# How's this for a question



## love=pain (Nov 26, 2012)

So I am playing a game on my phone early this morning (awake again been a a month since I slept good) and it's called "would you rather" basically they ask you questions and you have to choose a reply. Example is "would you rather drink coke or pepsi" then it gives you the percentages of how people answered. Most of the questions are dumb some are funny but this one really made me think.

Would you rather

Be married to someone who doesn't love you
or
Be married to someone you don't love

Can you guess which answer got the most votes?

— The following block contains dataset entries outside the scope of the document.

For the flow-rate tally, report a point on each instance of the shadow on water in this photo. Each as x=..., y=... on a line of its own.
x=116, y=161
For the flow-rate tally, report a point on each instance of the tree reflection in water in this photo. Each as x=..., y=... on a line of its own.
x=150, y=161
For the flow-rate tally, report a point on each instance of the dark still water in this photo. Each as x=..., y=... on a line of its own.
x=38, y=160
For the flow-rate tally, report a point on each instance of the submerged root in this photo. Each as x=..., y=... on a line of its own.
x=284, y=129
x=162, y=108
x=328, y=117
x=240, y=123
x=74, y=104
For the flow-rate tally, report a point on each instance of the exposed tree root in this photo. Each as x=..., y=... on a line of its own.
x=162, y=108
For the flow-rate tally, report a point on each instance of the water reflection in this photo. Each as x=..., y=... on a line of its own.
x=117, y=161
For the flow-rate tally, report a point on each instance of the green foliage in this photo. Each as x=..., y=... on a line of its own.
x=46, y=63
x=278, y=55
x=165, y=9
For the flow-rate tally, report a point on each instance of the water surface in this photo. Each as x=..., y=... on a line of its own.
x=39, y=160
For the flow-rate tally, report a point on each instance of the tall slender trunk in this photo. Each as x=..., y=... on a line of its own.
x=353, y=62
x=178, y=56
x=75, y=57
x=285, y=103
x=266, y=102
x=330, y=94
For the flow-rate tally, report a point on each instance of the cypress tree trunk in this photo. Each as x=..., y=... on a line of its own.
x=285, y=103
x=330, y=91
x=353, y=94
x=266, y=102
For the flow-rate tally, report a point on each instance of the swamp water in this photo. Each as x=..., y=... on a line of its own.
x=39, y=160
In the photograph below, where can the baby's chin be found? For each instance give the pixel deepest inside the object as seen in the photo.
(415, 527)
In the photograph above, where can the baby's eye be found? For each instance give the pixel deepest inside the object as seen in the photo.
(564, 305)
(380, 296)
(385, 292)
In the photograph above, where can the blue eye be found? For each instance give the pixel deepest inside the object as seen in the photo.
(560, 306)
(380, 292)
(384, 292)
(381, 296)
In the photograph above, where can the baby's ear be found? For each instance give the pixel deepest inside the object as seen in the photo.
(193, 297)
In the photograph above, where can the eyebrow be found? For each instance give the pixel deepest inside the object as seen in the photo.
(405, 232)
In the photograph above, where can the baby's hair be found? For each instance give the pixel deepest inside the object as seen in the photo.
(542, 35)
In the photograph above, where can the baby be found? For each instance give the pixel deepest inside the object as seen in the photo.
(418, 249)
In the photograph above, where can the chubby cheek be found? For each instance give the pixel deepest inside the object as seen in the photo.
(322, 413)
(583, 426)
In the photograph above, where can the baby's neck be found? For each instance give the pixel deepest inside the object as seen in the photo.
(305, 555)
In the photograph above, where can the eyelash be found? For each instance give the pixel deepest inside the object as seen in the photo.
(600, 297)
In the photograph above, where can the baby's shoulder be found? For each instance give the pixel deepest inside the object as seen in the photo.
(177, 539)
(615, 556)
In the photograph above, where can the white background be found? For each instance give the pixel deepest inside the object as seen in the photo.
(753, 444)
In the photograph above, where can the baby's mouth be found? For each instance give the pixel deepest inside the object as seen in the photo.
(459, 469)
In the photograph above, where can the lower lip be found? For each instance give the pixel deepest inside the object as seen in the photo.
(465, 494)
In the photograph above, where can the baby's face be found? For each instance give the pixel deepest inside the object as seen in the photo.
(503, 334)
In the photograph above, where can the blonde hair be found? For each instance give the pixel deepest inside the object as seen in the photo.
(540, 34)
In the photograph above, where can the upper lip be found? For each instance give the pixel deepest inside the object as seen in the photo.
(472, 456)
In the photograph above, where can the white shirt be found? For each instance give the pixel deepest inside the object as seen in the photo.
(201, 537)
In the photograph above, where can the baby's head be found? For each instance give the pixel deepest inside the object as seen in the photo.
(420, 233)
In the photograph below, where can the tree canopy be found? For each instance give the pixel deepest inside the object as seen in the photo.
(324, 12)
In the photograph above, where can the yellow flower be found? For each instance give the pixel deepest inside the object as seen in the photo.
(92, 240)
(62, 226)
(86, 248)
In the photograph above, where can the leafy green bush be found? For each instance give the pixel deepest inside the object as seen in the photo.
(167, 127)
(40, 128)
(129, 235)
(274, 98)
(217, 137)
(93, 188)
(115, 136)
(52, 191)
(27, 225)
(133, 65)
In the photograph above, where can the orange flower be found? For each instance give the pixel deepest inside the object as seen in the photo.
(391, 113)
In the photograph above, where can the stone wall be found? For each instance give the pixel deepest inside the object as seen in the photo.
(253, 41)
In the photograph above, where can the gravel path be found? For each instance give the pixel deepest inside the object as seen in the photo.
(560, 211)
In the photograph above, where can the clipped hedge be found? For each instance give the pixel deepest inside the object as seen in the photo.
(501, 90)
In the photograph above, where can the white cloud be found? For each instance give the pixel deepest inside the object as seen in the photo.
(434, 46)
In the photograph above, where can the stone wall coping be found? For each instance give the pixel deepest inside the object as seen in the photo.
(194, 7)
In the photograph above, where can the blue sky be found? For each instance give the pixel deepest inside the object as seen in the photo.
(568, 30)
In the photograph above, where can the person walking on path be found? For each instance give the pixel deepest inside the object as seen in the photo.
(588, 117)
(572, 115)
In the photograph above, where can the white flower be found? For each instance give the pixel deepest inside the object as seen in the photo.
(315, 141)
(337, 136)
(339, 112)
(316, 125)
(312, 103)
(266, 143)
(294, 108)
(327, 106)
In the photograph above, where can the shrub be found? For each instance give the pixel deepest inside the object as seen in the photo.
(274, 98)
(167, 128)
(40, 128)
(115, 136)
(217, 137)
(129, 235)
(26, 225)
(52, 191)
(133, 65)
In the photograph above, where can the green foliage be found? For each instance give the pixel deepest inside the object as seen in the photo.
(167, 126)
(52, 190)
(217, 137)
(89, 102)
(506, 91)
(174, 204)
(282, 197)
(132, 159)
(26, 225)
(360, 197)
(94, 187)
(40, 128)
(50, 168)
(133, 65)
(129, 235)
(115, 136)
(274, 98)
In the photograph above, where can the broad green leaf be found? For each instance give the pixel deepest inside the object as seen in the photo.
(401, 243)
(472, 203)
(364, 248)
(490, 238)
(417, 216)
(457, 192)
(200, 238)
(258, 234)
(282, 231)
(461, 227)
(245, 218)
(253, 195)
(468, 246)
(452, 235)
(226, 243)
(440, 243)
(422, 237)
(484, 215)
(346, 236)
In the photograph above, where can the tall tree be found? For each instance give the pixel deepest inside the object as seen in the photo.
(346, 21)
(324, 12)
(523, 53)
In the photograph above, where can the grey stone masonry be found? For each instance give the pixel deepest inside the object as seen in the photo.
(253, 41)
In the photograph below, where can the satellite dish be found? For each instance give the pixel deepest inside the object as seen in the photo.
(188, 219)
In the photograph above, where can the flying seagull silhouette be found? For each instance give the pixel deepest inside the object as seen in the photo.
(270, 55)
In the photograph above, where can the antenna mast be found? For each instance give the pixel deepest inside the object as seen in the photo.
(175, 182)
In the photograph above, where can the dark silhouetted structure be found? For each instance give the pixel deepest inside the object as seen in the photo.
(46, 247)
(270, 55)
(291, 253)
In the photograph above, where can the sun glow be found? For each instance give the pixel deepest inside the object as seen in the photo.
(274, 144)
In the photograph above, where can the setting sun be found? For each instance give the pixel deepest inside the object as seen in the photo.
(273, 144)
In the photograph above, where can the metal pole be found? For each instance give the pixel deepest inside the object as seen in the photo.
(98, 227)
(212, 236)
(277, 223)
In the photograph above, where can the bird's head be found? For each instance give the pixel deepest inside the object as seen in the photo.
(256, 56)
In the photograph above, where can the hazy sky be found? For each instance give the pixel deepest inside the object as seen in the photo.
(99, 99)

Not sure why but it sticks in my mind since I read it, maybe because to me it shows both sides of infidelity the WS during the cheating and the BS after they find out.
Yeah yeah I know both sides will say this isn't entirely true or not in my situation but there are lots of threads here looking at both of these issues.

Just thought it was a great start to the day.


----------



## thummper (Dec 19, 2013)

No, I can't guess. So which one *DID* get the most votes. That's almost like asking, "Would you rather die in a car wreck, or a plane crash?"  Sounds like you'd lose BIG TIME either way.


----------



## Lostinthought61 (Nov 5, 2013)

My guess is that most people would rather be in a relationship where they are in control then be controlled...that include love....so being married to some one they don't love would the number one answer.


----------



## Philat (Sep 12, 2013)

Xenote said:


> My guess is that most people would rather be in a relationship where they are in control then be controlled...that include love....so being married to some one they don't love would the number one answer.


That would be my guess.


----------



## love=pain (Nov 26, 2012)

32% to 68% 
people would rather be married to someone they don't love then the other way around.
Xenote you are right everyone likes to be in control being married to someone that doesn't love you gives you very little control unless you divorce them


----------



## Rowan (Apr 3, 2012)

Philat said:


> That would be my guess.


Mine as well. Loving someone who doesn't love you hurts. Being loved by someone you don't love doesn't hurt. You get the benefits of being loved without risking anything of yourself.


----------



## Vega (Jan 8, 2013)

Wow...

If those were my only choices...

I'd rather *NOT* be married at all!

Vega


----------



## Acabado (May 13, 2012)

We are very selfish, self centered criatures, real black holes.
We rather choose to be loved (taking¿) than love (giving¿).


----------



## standinginthegap (Jan 16, 2014)

Vega said:


> Wow...
> 
> If those were my only choices...
> 
> ...


:iagree:
Either way one person is gonna be in an unhappy marriage


----------



## 2asdf2 (Jun 5, 2012)

If married to a bunny boiler that would not be fun!


----------